Basra university students protest missile strikes, as Iran-Iraq proxy war hits Iraq

Iraq has been mired in protests over a number of issues including economic and political reform, as well Iran's recent bombing of an Iraq airbase housing US troops.
3 min read
09 January, 2020
A young woman carrying a placard that reads 'revolutionary student' [Getty]
Students in Iraq have taken to the streets to protest foreign intervention as the growing conflict between Iran and the US boils over.

Hundreds of students at the historic Basra University, named after the city, gathered in front of the medical college where they chanted slogans about expelling America from the country.

Workshops about political systems and the impact of social media on the protests were some of the topics discussed.

Escalating aggression between the US and Iran over the killing of Iranian commander Qasem Soleimani, and Iran’s military response on two Iraqi airbases threatens to once more turn the country into a battleground again.

The death of Soleimani has brought people to the streets across Iraq, to join the monumental protests that have been taking place for months over economic and political reform.

A dangerous time

Iraq's president and speaker of parliament called Iran's missile attack on US inside of Iraq a "violation of Iraqi sovereignty".

President Barham Saleh on Wednesday said he feared "dangerous developments" in the region as a result of the strikes.

Saleh said they "denounced" the Iranian bombing and "renew our rejection of the repeated violation of state sovereignty and the transformation of Iraq into a battlefield for warring sides".

Earlier in the month Iraq's caretaker Prime Minister Adel Abdul Mahdi has criticised the US strike that killed Soleimani as an act of "aggression" that will "spark a devastating war". 

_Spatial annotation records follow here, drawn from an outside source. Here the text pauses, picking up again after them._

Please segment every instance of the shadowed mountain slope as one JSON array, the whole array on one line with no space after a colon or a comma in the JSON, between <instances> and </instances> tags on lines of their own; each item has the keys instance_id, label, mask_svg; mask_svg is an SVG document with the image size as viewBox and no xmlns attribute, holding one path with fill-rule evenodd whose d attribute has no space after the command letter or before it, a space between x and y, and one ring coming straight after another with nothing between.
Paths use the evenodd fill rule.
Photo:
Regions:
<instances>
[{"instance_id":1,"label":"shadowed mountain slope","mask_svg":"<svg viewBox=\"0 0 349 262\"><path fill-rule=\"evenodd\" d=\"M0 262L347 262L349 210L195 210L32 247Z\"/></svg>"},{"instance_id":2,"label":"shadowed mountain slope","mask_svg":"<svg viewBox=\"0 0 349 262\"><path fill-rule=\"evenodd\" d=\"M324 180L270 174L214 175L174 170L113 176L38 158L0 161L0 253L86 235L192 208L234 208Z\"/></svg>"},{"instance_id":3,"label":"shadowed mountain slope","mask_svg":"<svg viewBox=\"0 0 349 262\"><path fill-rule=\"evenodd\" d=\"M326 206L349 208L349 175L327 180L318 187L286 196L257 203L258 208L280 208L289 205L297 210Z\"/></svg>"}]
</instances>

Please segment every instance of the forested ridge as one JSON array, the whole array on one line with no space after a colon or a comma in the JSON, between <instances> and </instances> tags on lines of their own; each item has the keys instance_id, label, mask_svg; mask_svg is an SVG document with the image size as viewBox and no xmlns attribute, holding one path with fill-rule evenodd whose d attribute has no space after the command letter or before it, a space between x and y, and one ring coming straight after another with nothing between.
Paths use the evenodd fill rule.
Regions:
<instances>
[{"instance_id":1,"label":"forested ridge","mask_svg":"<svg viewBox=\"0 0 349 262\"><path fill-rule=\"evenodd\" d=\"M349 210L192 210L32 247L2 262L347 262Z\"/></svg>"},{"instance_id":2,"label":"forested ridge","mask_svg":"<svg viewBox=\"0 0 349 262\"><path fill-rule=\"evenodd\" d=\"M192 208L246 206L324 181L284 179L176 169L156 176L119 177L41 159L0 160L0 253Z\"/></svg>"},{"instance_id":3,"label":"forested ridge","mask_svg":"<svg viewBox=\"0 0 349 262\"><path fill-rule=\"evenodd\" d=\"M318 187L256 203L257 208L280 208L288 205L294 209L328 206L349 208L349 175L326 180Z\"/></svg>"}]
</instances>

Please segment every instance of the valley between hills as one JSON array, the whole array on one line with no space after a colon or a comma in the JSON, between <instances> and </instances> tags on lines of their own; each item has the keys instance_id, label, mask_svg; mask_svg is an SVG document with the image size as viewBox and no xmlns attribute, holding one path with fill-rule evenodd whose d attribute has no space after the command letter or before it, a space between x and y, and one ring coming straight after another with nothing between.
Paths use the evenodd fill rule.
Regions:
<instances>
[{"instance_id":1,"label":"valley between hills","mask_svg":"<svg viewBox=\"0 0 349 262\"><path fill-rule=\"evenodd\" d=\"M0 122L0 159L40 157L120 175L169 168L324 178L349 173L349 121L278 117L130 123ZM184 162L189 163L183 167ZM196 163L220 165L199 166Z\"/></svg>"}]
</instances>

Washington defended its actions in killing Soleimani and told the UN that it was acting in "self defence."

Trump on Wednesday announced further sanctions against Iran but said Tehran was "standing down" after the missile strikes. 

Anti-regime protests

Iraq has been mired in protests for months with the death of activist Saadoun al-Luhaybi in Baghdad.

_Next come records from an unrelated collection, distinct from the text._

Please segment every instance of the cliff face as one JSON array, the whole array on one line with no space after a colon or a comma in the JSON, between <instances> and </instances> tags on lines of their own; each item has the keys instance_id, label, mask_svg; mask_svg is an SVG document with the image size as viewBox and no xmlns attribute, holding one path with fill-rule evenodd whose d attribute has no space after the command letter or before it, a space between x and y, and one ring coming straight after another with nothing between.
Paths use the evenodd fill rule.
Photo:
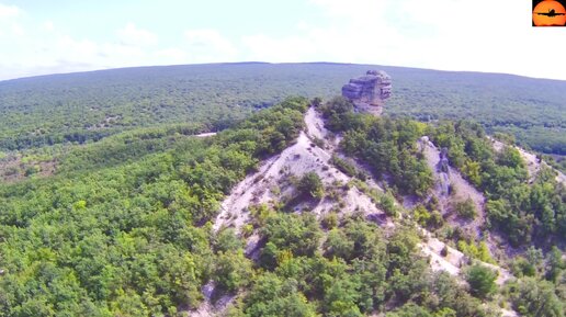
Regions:
<instances>
[{"instance_id":1,"label":"cliff face","mask_svg":"<svg viewBox=\"0 0 566 317\"><path fill-rule=\"evenodd\" d=\"M392 94L392 78L383 70L367 70L365 76L350 79L342 87L342 95L359 111L380 114L385 100Z\"/></svg>"}]
</instances>

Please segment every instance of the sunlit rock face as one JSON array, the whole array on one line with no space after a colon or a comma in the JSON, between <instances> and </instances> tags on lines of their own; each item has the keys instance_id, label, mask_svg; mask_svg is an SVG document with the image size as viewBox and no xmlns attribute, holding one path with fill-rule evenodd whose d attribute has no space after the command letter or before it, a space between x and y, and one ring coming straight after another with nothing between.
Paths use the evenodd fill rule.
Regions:
<instances>
[{"instance_id":1,"label":"sunlit rock face","mask_svg":"<svg viewBox=\"0 0 566 317\"><path fill-rule=\"evenodd\" d=\"M392 78L383 70L367 70L365 76L352 78L342 87L342 95L351 100L358 111L377 115L390 94Z\"/></svg>"}]
</instances>

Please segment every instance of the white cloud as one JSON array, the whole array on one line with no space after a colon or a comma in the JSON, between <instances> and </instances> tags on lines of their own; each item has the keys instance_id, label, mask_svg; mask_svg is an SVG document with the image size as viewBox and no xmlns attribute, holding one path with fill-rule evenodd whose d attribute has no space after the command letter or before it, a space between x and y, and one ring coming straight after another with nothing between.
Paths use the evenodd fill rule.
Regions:
<instances>
[{"instance_id":1,"label":"white cloud","mask_svg":"<svg viewBox=\"0 0 566 317\"><path fill-rule=\"evenodd\" d=\"M20 8L15 5L4 5L0 3L0 21L8 19L8 18L14 18L20 14L21 10Z\"/></svg>"},{"instance_id":2,"label":"white cloud","mask_svg":"<svg viewBox=\"0 0 566 317\"><path fill-rule=\"evenodd\" d=\"M310 0L332 23L244 36L246 59L367 63L566 79L564 30L531 26L516 0ZM552 49L548 48L552 43ZM543 56L544 55L544 56Z\"/></svg>"},{"instance_id":3,"label":"white cloud","mask_svg":"<svg viewBox=\"0 0 566 317\"><path fill-rule=\"evenodd\" d=\"M131 46L150 46L157 44L157 35L128 23L124 29L118 30L118 38L122 44Z\"/></svg>"},{"instance_id":4,"label":"white cloud","mask_svg":"<svg viewBox=\"0 0 566 317\"><path fill-rule=\"evenodd\" d=\"M53 32L55 30L55 24L53 21L45 21L42 25L43 31Z\"/></svg>"},{"instance_id":5,"label":"white cloud","mask_svg":"<svg viewBox=\"0 0 566 317\"><path fill-rule=\"evenodd\" d=\"M191 63L233 61L238 50L218 31L199 29L184 31L183 47L186 47Z\"/></svg>"},{"instance_id":6,"label":"white cloud","mask_svg":"<svg viewBox=\"0 0 566 317\"><path fill-rule=\"evenodd\" d=\"M158 41L158 34L134 23L117 30L116 37L71 37L54 26L58 21L35 22L18 7L0 4L0 41L10 43L0 49L0 79L239 60L381 64L566 79L561 61L564 29L531 27L525 1L308 1L317 19L297 22L286 35L261 29L233 37L220 29L179 30L177 41L167 45L161 42L168 36Z\"/></svg>"}]
</instances>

Read More: A decades-long battle: The Iran-US rivalry explained

He was shot in the head in a southwestern neighbourhood, a police source revealed, after he spent months participating in youth-led anti-government rallies in the capital since October.

Protesters are demanding to put an end to the governing class, which is seen as corrupt, inept and controlled by Iran in a civil rights movement that had spread from Tunisia and Algeria to the Middle East.

The protesters occupied Baghdad's renowned Tahrir Square, located across the river Tigris from the Green Zone, which houses government offices, the United Nations headquarters and foreign embassies.

Earlier this month an angry mob marched into the Green Zone and the US embassy to express their outrage over American air strikes that killed fighters from the Hashd al-Shaabi, or Popular Mobilisation Front (PMF), paramilitary network.

They besieged the embassy for over 24 hours and left the next day following orders from PMF.

Demonstrators have been taken to the streets for three months, but they insist that they are not affiliated with the crowds that besieged and vandalised the US embassy.

"We've got nothing to do with that," one demonstrator in the Southern city of Diwaniyah (a rally hotspot) said.

Violence also hit the southern city of Nasiriyah overnight, with two activists surviving separate attempts on their lives.

Around a dozen activists have died in targeted killings across the country, among the nearly 460 lives lost in protest-related violence over the past three months.

Demonstrators have warned that these killings, along with kidnappings and different forms of harassment, are an attempt to scare them into halting their movement.

"What happened in front of the US embassy was an attempt to draw people's eyes away from the popular protests now in their fourth month," said Ahmed Mohammad Ali, a student protester in Nasiriyah.

"We're still here, protesting for change and hoping for victory," he told AFP.